Tears clogged my throat and blurred his face. “I don’t know if killing him will make that all go away.”
“It’s a start,” he promised, his hands so gentle on my cheeks even though the rest of his still quaked with bottle fury. “All your life, men have hurt you. I didn’t understand until now. Seamus, Christopher, Daniel. None of them showed you how goddamn tragically beautiful you are, Elena. But I will. I’ll prove it to you every single day until I die, mi senti?”
Do you hear me?
I did.
His words scalded my ears, scoured down my throat and burned in my gut like grappa. I felt them, saw them, heard them in every way language could be understood.
He grabbed my hand and pressed it hard over his madly beating heart. “This beats for you. It bleeds for you. I am yours. Your sword, your champion, your lover, and your home. You don’t understand this yet, but I will never hurt you, Elena. I only ever hurt for you because fuck me, you’ve been through too much already. I will only ever hurt those who hurt you because I love you and I won’t let anyone else ever get away with putting pain in your heart without consequences. Mi senti?”
Do you hear me?
“Yes,” I said through the silent tears that ruined my makeup. “I hear you, Dante.”
“I love you, Elena,” he said, the words like four punches straight to my chest, breaking through the cage of my ribs to directly impact with my tender, eager heart. “Mi senti?”
“Ti sento,” I promised him, licking the tears from my mouth. “I hear you.”
“You believe me?”
A sob wedged in my throat and moved painfully in my mouth where it exploded from my lips and fell between us, wet and ugly. “Yes,” I hiccoughed, clutching at his chest with one hand and his hand on my cheek with the other. In that moment, I could fathom him ever letting me go. “I believe you.”
He stared at me like some avenging angel, mad with powerful, vengeful rage, but slowly, breath by breath, he softened until he finally sagged against me, forehead to forehead.
“Cuore mia, my heart breaks for you,” he whispered raggedly before kissing the tears from my cheeks. “I won’t let yours break again.”

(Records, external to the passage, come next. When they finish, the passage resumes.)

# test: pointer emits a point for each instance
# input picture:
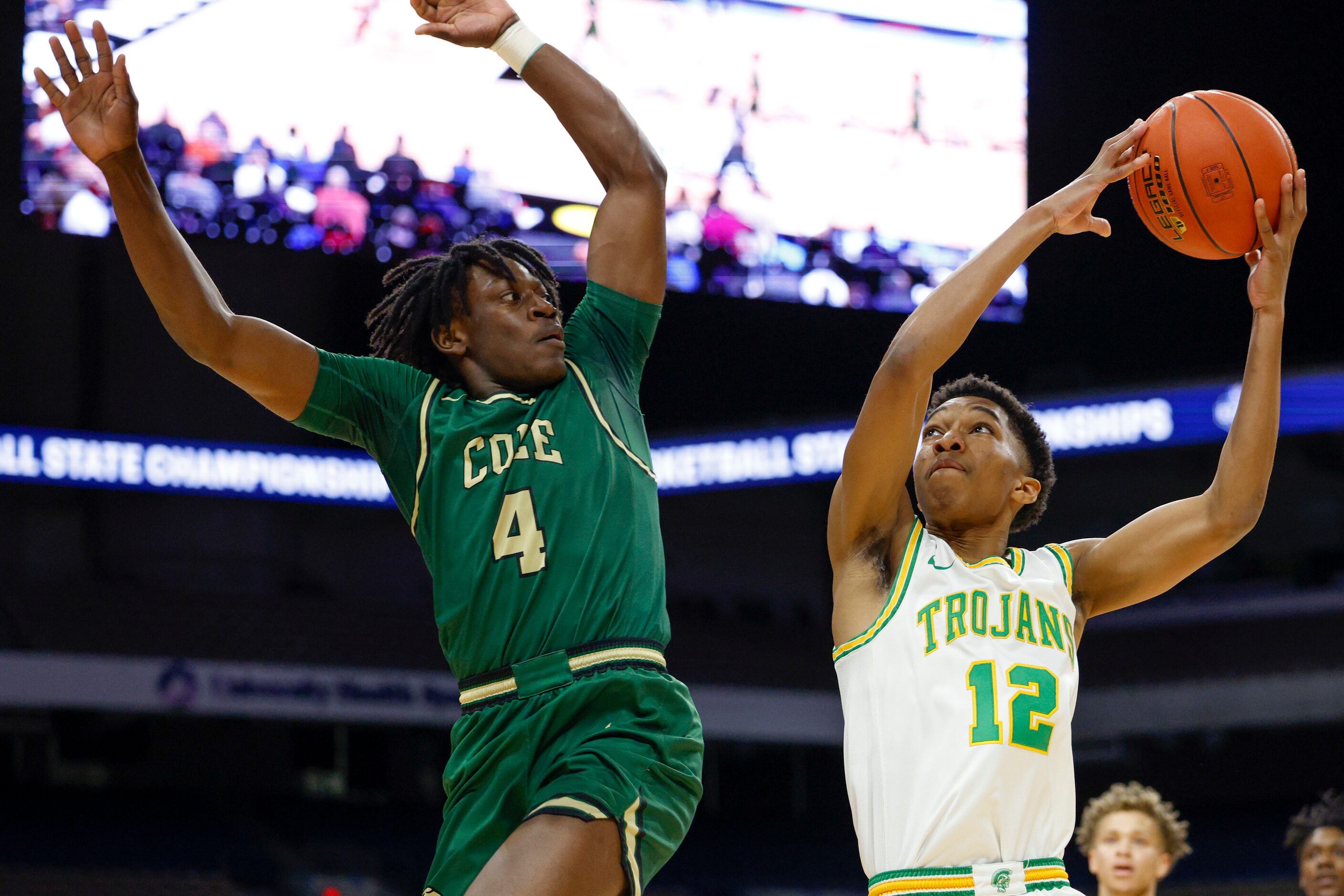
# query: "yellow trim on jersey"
(925, 885)
(420, 469)
(601, 419)
(577, 664)
(499, 396)
(1066, 563)
(983, 563)
(914, 883)
(898, 590)
(632, 845)
(570, 802)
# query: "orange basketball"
(1214, 154)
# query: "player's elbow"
(643, 170)
(1230, 521)
(901, 366)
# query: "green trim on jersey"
(898, 593)
(536, 515)
(1066, 564)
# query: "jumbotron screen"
(842, 152)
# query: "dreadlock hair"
(1327, 813)
(430, 292)
(1023, 425)
(1135, 797)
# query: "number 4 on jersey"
(516, 534)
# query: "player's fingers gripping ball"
(1214, 154)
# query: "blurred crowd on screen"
(319, 198)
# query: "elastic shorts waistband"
(997, 879)
(558, 669)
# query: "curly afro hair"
(1023, 425)
(1327, 813)
(1136, 797)
(425, 293)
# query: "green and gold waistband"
(557, 669)
(998, 879)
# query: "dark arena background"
(205, 694)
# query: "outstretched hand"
(468, 23)
(1268, 282)
(1071, 208)
(101, 111)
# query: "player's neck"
(479, 385)
(975, 543)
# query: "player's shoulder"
(382, 381)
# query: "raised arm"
(870, 503)
(1165, 546)
(101, 115)
(628, 246)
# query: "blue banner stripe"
(1129, 421)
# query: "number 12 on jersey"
(1035, 702)
(516, 534)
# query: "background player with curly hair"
(1132, 839)
(1316, 834)
(956, 652)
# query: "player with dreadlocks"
(956, 652)
(516, 452)
(1316, 834)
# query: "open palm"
(1071, 208)
(468, 23)
(101, 112)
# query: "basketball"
(1214, 154)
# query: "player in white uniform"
(957, 655)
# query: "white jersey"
(959, 703)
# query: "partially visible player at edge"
(516, 452)
(956, 653)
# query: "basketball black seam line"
(1190, 203)
(1233, 137)
(1272, 120)
(1143, 206)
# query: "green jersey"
(536, 515)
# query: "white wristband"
(516, 46)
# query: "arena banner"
(32, 680)
(729, 712)
(1120, 422)
(215, 688)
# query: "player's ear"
(1027, 491)
(451, 339)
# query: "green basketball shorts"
(600, 731)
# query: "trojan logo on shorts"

“Okay,” I whispered through my strangled throat. “Okay, Dante.”
“Thank you for telling me, I know it was hard.”
“It wasn’t, actually,” I confessed. “I feel better than I have in years. I’ll have to fire my therapist if we ever get back to New York.”
He laughed because he knew I wanted him to. “Mia bella lottatrice,” he murmured like prayer across my lips before he kissed me.
My beautiful fighter.
I kissed him like one. Like a fighter and not a victim. Because I felt for the first time like the victim I’d been could be properly buried and grieved for, moved on from. There would always be a gravestone in my soul where what Christopher had taken from me was buried, but it wouldn’t define me.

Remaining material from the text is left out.